Add a @WorkflowProperties annotation to the tool class (it must also have an @CommandLineProgramProperties annotation). Choose appropriate values for the attributes, such as memory, cpu, etc. The values of all @WorkflowProperties attributes must be WDL-compatible. See the @WorkflowProperties interface for the available attributes and default values.

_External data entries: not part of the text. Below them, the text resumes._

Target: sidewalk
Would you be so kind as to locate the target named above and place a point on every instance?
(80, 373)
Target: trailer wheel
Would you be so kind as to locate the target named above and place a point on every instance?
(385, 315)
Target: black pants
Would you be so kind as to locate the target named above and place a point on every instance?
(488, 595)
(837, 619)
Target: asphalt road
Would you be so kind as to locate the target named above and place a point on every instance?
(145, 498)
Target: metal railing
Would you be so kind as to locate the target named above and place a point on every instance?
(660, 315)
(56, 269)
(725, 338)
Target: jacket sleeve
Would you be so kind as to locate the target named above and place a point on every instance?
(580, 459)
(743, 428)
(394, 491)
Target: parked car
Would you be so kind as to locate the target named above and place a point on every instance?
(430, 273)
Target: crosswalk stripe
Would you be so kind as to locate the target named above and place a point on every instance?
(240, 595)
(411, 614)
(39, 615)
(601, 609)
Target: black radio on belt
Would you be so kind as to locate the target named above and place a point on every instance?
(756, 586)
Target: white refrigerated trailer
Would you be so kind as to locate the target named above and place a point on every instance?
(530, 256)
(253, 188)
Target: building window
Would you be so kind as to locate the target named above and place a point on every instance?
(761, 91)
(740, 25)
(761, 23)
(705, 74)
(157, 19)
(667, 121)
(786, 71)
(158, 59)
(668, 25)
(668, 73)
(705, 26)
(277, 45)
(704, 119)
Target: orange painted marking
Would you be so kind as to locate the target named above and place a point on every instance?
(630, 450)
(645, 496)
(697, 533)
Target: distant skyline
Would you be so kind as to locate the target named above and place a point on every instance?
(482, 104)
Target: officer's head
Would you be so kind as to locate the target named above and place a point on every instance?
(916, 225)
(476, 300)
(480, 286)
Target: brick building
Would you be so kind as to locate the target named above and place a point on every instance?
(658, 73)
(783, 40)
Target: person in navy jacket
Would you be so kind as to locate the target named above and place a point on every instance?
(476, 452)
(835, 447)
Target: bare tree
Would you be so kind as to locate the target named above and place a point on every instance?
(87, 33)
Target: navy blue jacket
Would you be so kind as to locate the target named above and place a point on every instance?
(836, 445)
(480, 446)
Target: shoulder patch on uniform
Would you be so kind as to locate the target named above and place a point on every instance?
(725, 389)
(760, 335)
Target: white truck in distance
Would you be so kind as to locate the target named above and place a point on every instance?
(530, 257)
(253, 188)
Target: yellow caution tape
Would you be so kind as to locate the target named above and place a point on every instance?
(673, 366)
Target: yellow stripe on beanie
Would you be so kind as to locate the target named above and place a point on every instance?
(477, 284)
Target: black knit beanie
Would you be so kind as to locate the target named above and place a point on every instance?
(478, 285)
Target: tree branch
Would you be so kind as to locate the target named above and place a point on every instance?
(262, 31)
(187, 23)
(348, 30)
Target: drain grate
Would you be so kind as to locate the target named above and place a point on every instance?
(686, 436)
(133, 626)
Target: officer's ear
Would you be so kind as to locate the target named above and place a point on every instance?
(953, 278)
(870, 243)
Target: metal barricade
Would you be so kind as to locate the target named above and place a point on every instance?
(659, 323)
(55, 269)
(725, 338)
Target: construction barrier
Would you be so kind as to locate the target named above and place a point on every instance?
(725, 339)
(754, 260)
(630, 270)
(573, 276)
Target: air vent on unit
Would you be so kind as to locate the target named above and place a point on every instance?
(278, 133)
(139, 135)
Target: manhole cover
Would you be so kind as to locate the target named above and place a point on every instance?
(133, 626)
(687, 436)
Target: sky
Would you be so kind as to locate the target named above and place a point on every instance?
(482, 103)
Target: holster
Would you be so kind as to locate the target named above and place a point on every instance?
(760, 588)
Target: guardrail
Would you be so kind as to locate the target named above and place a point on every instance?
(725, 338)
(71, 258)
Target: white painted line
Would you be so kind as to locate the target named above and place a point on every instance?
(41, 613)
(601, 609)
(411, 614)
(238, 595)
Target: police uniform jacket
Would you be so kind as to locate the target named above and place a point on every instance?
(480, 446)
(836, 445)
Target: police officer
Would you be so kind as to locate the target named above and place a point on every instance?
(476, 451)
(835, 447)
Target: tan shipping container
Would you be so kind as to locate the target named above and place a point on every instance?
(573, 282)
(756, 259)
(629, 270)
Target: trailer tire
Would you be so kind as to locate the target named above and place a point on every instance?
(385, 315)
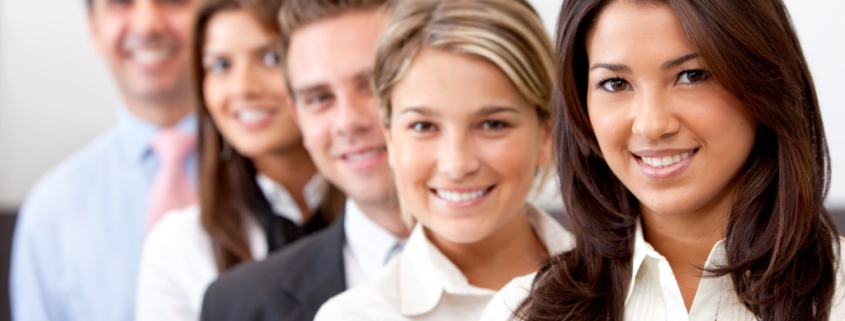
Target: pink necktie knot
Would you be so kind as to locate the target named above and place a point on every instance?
(173, 145)
(171, 187)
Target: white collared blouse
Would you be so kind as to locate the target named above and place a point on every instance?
(421, 283)
(177, 262)
(654, 294)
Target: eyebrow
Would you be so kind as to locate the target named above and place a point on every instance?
(310, 89)
(257, 50)
(363, 76)
(485, 111)
(666, 65)
(678, 61)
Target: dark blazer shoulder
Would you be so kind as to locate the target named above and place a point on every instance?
(290, 284)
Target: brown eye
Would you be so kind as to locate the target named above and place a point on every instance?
(615, 85)
(693, 76)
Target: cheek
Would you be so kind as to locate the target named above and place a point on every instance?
(315, 137)
(214, 98)
(410, 159)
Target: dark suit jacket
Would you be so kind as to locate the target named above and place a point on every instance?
(290, 284)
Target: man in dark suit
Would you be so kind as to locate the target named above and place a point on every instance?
(328, 48)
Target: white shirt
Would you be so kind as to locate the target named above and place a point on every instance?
(421, 283)
(654, 293)
(177, 262)
(368, 246)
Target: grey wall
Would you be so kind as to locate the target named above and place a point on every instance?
(56, 94)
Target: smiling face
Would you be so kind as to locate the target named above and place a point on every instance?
(329, 67)
(668, 131)
(146, 43)
(244, 88)
(464, 146)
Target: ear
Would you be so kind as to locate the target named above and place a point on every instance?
(293, 111)
(545, 155)
(388, 139)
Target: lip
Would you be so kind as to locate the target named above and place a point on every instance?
(145, 58)
(257, 124)
(668, 171)
(379, 155)
(462, 204)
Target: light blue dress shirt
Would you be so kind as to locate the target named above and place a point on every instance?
(79, 233)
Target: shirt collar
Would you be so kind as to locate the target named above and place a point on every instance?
(282, 201)
(370, 243)
(643, 250)
(137, 134)
(425, 273)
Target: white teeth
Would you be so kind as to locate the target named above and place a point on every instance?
(252, 115)
(363, 156)
(660, 162)
(457, 197)
(150, 56)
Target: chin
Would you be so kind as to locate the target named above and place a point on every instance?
(458, 232)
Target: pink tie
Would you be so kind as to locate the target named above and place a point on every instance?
(171, 188)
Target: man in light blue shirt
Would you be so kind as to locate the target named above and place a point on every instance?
(80, 231)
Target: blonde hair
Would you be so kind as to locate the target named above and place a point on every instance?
(507, 33)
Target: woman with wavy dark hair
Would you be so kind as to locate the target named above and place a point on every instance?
(259, 189)
(694, 168)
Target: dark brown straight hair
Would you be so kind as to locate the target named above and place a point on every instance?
(782, 245)
(228, 191)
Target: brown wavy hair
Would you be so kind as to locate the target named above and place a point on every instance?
(227, 187)
(782, 245)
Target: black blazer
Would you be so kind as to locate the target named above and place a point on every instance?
(290, 284)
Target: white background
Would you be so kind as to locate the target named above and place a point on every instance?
(56, 94)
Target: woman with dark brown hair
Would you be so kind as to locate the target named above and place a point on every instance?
(694, 168)
(259, 189)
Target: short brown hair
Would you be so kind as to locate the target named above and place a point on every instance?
(296, 14)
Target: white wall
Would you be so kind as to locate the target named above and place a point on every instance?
(56, 94)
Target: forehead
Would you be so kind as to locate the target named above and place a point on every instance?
(629, 30)
(456, 84)
(235, 29)
(335, 50)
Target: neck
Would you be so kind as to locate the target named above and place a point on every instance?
(163, 112)
(513, 250)
(386, 214)
(686, 240)
(291, 168)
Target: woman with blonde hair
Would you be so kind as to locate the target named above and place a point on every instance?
(464, 88)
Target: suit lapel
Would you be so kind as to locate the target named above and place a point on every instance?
(318, 273)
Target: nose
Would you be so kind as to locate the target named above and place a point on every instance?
(147, 17)
(247, 82)
(653, 117)
(356, 114)
(457, 157)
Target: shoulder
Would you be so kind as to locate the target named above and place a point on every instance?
(177, 229)
(505, 302)
(364, 302)
(60, 190)
(305, 262)
(837, 310)
(377, 299)
(177, 245)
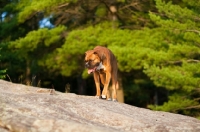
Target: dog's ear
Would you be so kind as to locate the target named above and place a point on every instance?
(100, 54)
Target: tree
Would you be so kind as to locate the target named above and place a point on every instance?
(157, 51)
(175, 65)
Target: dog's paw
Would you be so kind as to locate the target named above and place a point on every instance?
(97, 97)
(114, 100)
(109, 99)
(103, 96)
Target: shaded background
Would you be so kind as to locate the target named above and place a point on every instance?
(156, 43)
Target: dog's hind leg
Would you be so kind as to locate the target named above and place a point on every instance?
(97, 83)
(105, 89)
(114, 85)
(103, 78)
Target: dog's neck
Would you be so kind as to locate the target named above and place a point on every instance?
(101, 66)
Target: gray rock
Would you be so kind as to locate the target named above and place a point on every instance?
(30, 109)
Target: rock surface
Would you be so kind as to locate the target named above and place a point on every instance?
(30, 109)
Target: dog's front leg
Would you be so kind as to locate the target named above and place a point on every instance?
(97, 83)
(105, 89)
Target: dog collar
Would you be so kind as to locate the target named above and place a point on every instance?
(101, 66)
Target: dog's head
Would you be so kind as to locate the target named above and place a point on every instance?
(92, 60)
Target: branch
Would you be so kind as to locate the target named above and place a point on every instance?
(179, 62)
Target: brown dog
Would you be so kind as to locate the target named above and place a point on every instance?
(102, 62)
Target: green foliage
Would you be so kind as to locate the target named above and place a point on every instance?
(176, 102)
(37, 40)
(162, 45)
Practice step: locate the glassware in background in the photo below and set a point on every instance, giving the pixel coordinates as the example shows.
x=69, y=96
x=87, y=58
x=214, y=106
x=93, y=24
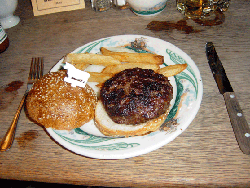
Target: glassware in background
x=7, y=8
x=195, y=9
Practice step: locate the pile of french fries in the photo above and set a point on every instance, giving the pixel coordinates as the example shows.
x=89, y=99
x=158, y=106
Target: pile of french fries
x=116, y=62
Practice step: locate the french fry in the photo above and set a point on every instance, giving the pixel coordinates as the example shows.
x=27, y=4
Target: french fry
x=99, y=77
x=92, y=59
x=118, y=68
x=134, y=57
x=172, y=70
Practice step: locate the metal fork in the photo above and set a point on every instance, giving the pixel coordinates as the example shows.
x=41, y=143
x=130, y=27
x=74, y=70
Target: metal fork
x=36, y=72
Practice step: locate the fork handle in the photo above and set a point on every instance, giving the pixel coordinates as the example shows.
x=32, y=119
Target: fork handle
x=8, y=139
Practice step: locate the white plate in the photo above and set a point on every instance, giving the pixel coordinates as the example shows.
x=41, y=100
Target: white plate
x=188, y=90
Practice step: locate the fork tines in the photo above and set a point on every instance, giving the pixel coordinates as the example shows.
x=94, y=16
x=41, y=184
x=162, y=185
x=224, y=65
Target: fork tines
x=36, y=68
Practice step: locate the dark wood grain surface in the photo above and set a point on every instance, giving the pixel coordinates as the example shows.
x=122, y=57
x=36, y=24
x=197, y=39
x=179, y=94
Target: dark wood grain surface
x=206, y=154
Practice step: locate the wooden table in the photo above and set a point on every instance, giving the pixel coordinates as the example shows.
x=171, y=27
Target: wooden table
x=206, y=154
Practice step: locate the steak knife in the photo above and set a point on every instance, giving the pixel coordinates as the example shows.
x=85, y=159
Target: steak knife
x=238, y=121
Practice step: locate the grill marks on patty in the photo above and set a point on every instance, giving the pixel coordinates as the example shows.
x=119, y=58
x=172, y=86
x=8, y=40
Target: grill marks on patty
x=135, y=96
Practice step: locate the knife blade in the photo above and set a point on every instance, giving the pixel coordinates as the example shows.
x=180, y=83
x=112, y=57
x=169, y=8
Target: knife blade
x=237, y=118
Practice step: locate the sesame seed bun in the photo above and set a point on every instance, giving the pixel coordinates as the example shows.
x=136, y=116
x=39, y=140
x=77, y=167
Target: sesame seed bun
x=54, y=103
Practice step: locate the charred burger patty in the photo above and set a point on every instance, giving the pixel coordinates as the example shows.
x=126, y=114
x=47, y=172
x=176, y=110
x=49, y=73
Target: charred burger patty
x=135, y=96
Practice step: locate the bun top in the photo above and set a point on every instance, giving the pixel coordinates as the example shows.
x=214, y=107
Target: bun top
x=54, y=103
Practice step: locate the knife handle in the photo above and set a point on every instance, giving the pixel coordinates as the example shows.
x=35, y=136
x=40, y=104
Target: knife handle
x=238, y=121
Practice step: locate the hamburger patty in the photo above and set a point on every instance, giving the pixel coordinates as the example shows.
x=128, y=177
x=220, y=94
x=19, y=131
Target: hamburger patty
x=135, y=96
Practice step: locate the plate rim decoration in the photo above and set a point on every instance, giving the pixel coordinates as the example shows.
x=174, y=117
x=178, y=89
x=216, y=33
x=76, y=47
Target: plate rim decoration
x=189, y=92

Annotate the Tool Arguments

  • All tool input and output @Arguments that are either a file or directory (or a collection of files or directories), should be annotated with a @WorkflowInput or WorkflowOutput annotation.@WorkflowInput arguments may also specify localizationOptional = true, if the tool can handle non-local (cloud) inputs. Generally, this requires the arg to have GATKPath type.
  • The underlying type of these input and output @Arguments should be GATKPath, or some class derived from GATKPath (i.e., FeatureInput). The arguments should not have type String (java.nio.File is acceptable, but GATKPath is preferable since arguments that use GATKPath support non-local file systems, such as GCS, Hadoop, etc.).

Add Companion Resources

Companion resources are files that are not (usually) explicitly passed to the tool as tool arguments, but which must be present at runtime for the tool/workflow to succeed, such as a bam index, reference dictionary, or reference index. The @WorkflowInput or WorkflowOutput annotations allow for the specification of companion resources that are either optional, via the optionalCompanions attribute, or required, via the requiredCompanions attribute. Required companions on an argument that is itself optional will be treated as optional. Specifying companion resources results in the generated workflow and task, and inputs JSON file, having placeholder arguments for these companions. For example:

@WorkflowInput(optionalCompanions = { StandardArgumentDefinitions.REFERENCE_INDEX_COMPANION, StandardArgumentDefinitions.REFERENCE_DICTIONARY_COMPANION })
@Argument(fullName = StandardArgumentDefinitions.REFERENCE_LONG_NAME, shortName = StandardArgumentDefinitions.REFERENCE_SHORT_NAME, doc = "Reference sequence", optional = true)
private GATKPath referenceInputPath;

The generated WDL for a tool with this argument will have associated companion index and dictionary file arguments that share the target argument’s type (the WDL type being File in the case of GATKPath):

...
File? reference
File? referenceDictionary
File? referenceIndex

WDL AutoGen Failures

The WDL generator contains code to translate any known Java argument type into a WDL compatible type (i.e, List<FeatureInput<VariantContext>> must be translated into Array[File] in WDL). If a new tool is added, or an argument is added to an existing tool that is not handled by WDL autogen, the following error can occur, and means that the WDL generator must be updated with code to handle the transformation of the new Java argument type:

"Don't know how to convert Java type %s in %s to a corresponding WDL type. The WDL generator type converter code must be updated to support this Java type."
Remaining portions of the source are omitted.